Um legado forjado em ferro: Guimarães homenageou o percurso de Gaspar Carreira

O mestre ferreiro Gaspar Carreira foi homenageado na passada sexta-feira, 10 de julho, pela União das Freguesias de Oliveira, São Paio e São Sebastião, numa cerimónia de reconhecimento pelo seu percurso de vida e pelo contributo que deu à preservação e valorização do artesanato tradicional de Guimarães.

© CMG

A distinção decorreu na sede da União das Freguesias, tendo o artesão recebido das mãos do presidente da Câmara Municipal de Guimarães, Ricardo Araújo, uma imagem de Vimara Peres, símbolo de reconhecimento pelo legado que deixa à cidade.

Na ocasião, o autarca destacou a importância da obra desenvolvida por Gaspar Carreira ao longo de várias décadas. “O senhor Gaspar Carreira fará sempre parte da história da nossa cidade. A sua arte, o seu trabalho e o seu legado continuarão a marcar a identidade de Guimarães e por isso merece todo o nosso reconhecimento e gratidão”, afirmou Ricardo Araújo.
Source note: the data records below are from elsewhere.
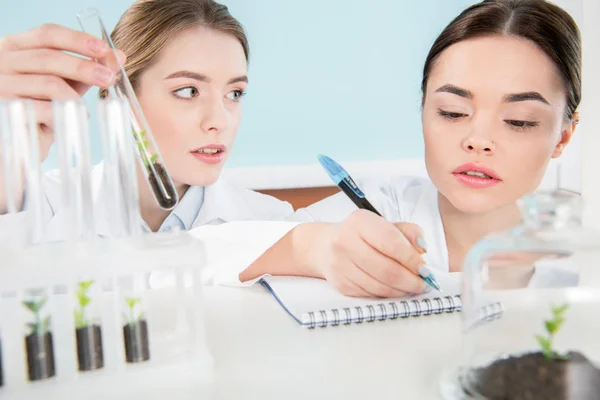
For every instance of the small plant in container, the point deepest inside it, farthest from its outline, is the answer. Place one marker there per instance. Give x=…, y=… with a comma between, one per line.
x=157, y=174
x=39, y=345
x=89, y=335
x=135, y=332
x=545, y=374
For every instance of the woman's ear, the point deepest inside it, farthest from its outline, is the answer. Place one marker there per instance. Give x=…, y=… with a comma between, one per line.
x=566, y=135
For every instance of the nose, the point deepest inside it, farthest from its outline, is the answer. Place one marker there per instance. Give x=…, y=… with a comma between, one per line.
x=214, y=117
x=479, y=144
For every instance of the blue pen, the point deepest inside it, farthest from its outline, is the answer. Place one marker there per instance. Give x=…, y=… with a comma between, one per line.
x=345, y=182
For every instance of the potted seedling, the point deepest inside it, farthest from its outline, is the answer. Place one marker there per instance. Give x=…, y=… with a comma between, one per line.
x=157, y=174
x=135, y=332
x=89, y=335
x=545, y=374
x=40, y=349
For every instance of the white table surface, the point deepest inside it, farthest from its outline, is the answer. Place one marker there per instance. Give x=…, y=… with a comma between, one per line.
x=262, y=353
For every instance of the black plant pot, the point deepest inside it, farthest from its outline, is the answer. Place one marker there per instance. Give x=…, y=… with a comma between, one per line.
x=532, y=377
x=89, y=348
x=136, y=342
x=40, y=356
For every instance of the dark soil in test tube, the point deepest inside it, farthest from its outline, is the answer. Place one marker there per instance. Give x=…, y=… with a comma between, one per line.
x=533, y=377
x=164, y=202
x=136, y=341
x=40, y=356
x=89, y=348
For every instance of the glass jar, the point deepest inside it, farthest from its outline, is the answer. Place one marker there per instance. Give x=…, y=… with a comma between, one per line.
x=531, y=326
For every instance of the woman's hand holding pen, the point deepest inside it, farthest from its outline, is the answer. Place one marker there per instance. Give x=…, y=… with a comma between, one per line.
x=367, y=256
x=34, y=65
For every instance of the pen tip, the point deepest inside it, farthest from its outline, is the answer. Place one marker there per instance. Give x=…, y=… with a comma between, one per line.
x=430, y=280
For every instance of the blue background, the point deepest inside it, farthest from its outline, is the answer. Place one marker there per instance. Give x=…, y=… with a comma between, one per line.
x=340, y=77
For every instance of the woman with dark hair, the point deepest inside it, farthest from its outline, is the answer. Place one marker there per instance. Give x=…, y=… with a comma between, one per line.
x=501, y=87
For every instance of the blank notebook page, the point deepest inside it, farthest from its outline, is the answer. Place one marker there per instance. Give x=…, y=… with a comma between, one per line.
x=315, y=302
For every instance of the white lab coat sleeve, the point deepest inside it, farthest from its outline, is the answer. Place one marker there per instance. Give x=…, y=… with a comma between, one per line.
x=232, y=247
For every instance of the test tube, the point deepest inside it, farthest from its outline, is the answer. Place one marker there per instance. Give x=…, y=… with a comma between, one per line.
x=20, y=180
x=121, y=194
x=149, y=157
x=72, y=140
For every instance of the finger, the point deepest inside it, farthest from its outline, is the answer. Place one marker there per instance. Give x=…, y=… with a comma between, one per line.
x=386, y=270
x=55, y=62
x=386, y=238
x=82, y=88
x=44, y=116
x=56, y=37
x=40, y=87
x=414, y=234
x=371, y=285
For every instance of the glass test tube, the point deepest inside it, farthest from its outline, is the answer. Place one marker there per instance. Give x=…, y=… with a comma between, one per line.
x=121, y=194
x=20, y=182
x=147, y=151
x=72, y=140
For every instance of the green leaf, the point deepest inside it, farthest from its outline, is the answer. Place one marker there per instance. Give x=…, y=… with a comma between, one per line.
x=45, y=325
x=33, y=326
x=83, y=299
x=544, y=343
x=551, y=326
x=42, y=302
x=559, y=321
x=559, y=356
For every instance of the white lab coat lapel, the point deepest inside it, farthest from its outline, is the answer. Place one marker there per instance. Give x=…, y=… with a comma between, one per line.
x=426, y=214
x=222, y=203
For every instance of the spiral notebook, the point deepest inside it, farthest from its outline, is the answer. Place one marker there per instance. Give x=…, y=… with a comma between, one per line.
x=316, y=303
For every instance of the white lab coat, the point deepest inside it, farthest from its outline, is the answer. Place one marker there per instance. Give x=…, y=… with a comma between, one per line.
x=415, y=200
x=236, y=225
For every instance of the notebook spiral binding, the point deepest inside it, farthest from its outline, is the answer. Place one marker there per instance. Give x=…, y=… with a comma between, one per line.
x=382, y=311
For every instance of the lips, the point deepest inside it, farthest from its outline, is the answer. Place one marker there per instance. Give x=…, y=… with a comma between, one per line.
x=477, y=170
x=476, y=176
x=210, y=154
x=210, y=149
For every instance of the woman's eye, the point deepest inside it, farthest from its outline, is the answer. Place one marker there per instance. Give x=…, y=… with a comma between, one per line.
x=451, y=115
x=235, y=95
x=187, y=92
x=521, y=125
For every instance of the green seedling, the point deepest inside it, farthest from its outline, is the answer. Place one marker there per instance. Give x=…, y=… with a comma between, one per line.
x=83, y=299
x=143, y=147
x=40, y=326
x=552, y=327
x=131, y=319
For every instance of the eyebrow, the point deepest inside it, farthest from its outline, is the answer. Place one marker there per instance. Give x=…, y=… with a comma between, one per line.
x=203, y=78
x=509, y=98
x=455, y=90
x=516, y=97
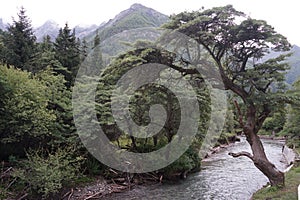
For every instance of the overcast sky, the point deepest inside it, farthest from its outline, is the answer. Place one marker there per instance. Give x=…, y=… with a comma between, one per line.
x=283, y=15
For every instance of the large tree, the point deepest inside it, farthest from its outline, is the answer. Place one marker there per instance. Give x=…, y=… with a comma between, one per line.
x=236, y=44
x=19, y=43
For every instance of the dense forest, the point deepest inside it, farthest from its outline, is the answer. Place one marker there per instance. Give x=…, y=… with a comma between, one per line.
x=41, y=150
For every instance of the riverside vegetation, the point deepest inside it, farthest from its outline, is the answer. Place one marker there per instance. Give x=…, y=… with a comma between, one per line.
x=43, y=157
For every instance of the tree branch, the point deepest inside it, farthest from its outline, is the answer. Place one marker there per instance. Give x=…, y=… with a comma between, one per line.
x=239, y=112
x=243, y=153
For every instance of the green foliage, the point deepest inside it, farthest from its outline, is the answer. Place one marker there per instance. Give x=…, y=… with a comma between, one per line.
x=187, y=162
x=59, y=103
x=291, y=128
x=288, y=192
x=46, y=172
x=25, y=118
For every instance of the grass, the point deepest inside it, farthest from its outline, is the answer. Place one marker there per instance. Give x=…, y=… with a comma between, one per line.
x=289, y=192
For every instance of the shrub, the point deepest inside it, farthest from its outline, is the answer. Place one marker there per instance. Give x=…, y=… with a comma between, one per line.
x=45, y=173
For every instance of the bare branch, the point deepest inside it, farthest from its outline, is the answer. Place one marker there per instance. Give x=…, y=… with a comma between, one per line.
x=239, y=112
x=242, y=153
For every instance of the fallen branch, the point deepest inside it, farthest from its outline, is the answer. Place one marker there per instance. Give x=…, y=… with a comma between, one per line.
x=239, y=113
x=71, y=193
x=243, y=153
x=94, y=195
x=22, y=197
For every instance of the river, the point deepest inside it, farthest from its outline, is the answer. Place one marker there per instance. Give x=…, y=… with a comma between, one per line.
x=221, y=178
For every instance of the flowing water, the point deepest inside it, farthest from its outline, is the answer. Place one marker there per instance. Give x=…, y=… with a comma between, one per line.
x=222, y=178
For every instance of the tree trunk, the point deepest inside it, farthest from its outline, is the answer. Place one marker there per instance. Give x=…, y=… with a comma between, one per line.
x=259, y=157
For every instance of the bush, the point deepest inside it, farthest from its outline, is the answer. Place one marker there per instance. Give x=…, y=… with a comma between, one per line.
x=46, y=173
x=187, y=162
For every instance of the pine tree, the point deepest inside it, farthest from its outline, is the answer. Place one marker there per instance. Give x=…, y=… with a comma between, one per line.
x=67, y=52
x=20, y=43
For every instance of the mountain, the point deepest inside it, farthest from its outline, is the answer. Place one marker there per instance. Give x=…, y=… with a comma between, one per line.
x=137, y=16
x=294, y=61
x=82, y=31
x=2, y=25
x=50, y=28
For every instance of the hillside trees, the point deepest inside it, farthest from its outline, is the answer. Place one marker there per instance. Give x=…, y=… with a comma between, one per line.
x=236, y=49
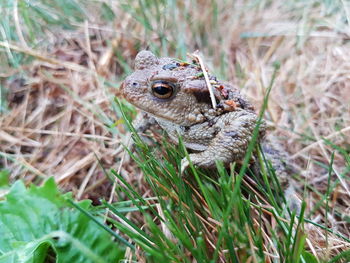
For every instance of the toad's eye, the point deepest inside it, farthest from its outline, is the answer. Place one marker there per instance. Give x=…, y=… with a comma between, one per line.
x=163, y=89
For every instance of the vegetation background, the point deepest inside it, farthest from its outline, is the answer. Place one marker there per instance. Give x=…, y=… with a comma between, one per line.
x=61, y=62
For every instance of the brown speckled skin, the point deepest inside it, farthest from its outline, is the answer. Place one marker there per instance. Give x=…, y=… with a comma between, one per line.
x=213, y=134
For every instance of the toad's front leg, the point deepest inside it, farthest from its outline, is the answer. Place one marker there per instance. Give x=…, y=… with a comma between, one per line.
x=231, y=142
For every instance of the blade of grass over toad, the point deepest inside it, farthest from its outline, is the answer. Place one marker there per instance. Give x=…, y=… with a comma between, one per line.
x=110, y=231
x=251, y=146
x=330, y=169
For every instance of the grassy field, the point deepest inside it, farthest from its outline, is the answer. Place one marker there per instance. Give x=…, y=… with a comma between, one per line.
x=61, y=62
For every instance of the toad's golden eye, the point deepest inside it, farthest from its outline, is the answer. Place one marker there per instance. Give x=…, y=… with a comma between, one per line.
x=163, y=89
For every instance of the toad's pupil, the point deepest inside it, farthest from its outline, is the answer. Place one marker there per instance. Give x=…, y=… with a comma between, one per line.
x=162, y=89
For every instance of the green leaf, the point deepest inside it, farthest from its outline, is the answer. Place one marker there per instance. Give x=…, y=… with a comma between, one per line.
x=36, y=219
x=4, y=178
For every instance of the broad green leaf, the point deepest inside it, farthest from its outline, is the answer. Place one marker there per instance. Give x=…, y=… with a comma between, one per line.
x=35, y=219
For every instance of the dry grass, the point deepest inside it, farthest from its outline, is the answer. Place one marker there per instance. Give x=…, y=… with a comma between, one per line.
x=61, y=116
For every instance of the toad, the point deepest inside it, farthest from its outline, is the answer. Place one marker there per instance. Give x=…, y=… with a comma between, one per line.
x=175, y=95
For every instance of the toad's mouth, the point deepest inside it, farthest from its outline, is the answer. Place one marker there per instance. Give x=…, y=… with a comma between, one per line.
x=154, y=113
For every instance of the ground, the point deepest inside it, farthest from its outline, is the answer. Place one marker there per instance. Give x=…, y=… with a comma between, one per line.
x=60, y=70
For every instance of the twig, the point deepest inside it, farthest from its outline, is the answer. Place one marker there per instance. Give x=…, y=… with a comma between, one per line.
x=206, y=77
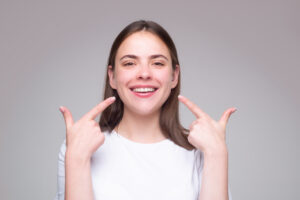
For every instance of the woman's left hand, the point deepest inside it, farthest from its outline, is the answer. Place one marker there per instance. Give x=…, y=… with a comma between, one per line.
x=207, y=134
Nascido em 1944, Gaspar Carreira foi o último mestre ferreiro da histórica oficina situada no número 12 da Rua de Donães, que encerrou portas em outubro de 2018. Fundada pelo seu avô, Gaspar Pinto Carreira (1887-1965), a oficina tornou-se uma referência na arte de trabalhar o ferro, produzindo ao longo de décadas todo o tipo de peças para arquitetura e serralharia artística, chegando a empregar sete ferreiros.
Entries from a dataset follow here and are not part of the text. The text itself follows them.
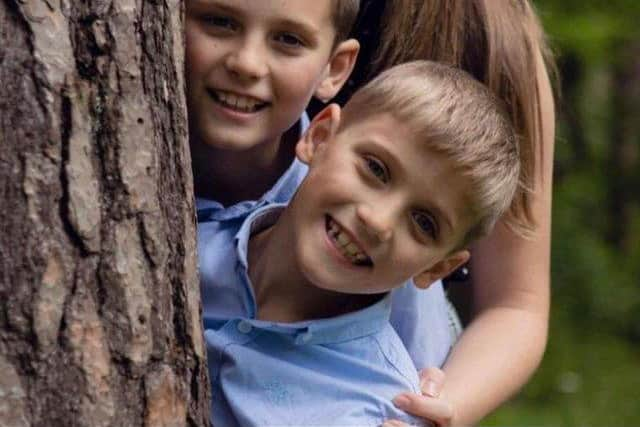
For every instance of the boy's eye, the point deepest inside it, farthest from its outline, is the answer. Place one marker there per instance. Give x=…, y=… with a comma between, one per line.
x=425, y=223
x=221, y=22
x=377, y=168
x=289, y=40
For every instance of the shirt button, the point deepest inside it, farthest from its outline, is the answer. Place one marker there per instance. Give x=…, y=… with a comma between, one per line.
x=244, y=327
x=306, y=337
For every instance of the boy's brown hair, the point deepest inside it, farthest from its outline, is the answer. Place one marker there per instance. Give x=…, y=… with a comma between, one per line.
x=343, y=15
x=457, y=116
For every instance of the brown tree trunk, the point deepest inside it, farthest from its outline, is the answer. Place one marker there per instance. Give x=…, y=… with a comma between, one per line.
x=99, y=299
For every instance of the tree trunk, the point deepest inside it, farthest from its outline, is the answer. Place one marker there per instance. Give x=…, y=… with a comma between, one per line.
x=99, y=297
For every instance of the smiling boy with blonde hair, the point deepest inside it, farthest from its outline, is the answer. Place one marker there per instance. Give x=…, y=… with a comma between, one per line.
x=420, y=162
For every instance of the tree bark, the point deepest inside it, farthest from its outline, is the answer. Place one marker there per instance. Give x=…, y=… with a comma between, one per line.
x=99, y=297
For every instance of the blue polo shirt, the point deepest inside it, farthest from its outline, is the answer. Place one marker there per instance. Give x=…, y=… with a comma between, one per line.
x=340, y=371
x=419, y=316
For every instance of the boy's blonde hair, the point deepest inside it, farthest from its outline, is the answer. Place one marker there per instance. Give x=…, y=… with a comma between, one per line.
x=456, y=116
x=343, y=16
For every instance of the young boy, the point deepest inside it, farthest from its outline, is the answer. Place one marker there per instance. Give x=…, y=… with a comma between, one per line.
x=420, y=162
x=251, y=68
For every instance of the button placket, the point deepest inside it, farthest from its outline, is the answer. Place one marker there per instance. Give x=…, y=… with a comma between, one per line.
x=244, y=327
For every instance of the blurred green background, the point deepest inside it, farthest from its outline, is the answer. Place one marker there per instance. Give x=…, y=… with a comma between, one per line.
x=590, y=375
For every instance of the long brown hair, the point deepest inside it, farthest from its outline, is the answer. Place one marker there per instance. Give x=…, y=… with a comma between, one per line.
x=494, y=40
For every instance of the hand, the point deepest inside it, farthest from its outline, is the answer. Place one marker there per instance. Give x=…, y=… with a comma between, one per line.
x=430, y=405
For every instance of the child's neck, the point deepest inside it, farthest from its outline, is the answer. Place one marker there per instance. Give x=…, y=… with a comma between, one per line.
x=281, y=291
x=231, y=176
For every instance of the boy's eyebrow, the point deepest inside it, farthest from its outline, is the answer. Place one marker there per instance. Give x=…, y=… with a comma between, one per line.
x=432, y=207
x=309, y=28
x=299, y=26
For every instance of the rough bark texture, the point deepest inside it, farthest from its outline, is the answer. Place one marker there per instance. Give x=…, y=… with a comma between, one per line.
x=99, y=299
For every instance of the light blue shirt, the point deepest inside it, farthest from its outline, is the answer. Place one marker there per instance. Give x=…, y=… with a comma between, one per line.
x=340, y=371
x=419, y=316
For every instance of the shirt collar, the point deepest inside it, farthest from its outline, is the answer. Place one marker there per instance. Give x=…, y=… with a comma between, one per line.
x=341, y=328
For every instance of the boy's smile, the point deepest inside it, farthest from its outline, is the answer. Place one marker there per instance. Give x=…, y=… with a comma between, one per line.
x=347, y=247
x=252, y=67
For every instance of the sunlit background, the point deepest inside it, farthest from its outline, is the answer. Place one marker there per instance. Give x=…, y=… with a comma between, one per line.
x=590, y=375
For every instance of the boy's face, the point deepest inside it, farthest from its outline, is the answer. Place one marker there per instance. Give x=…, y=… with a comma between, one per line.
x=253, y=65
x=377, y=208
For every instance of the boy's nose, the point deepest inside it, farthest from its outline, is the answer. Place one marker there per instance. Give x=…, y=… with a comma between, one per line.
x=247, y=61
x=379, y=223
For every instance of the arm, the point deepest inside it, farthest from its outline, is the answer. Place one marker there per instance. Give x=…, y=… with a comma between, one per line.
x=505, y=340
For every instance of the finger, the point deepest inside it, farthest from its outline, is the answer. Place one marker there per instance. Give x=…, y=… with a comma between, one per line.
x=434, y=409
x=394, y=423
x=431, y=381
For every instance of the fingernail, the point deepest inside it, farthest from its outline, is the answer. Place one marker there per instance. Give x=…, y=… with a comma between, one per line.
x=401, y=401
x=432, y=389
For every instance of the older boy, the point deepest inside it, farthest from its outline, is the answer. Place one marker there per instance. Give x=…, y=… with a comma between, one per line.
x=252, y=67
x=419, y=163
Entre as obras mais emblemáticas saídas desta oficina destaca-se o portão do claustro da Igreja de Nossa Senhora da Oliveira, executado pelo fundador da oficina, bem como o gradeamento que envolve o Cruzeiro Manuelino, junto à nave lateral da mesma igreja, da autoria de Álvaro Pinto Carreira, pai de Gaspar Carreira e sucessor no negócio familiar.

Até ao encerramento da oficina, Gaspar Carreira dedicou-se sobretudo à manufatura de esculturas em ferro inspiradas em figuras marcantes da História de Guimarães e de Portugal, assim como à produção de pequenos objetos decorativos, adaptando o seu trabalho à diminuição da procura por grades e outros elementos tradicionais de arquitetura.

Ao distinguir o mestre ferreiro, a União das Freguesias pretendeu reconhecer uma vida dedicada ao ofício e à preservação de um saber artesanal que faz parte da identidade vimaranense, perpetuando o nome de uma família que, ao longo de várias gerações, deixou a sua marca no património da cidade.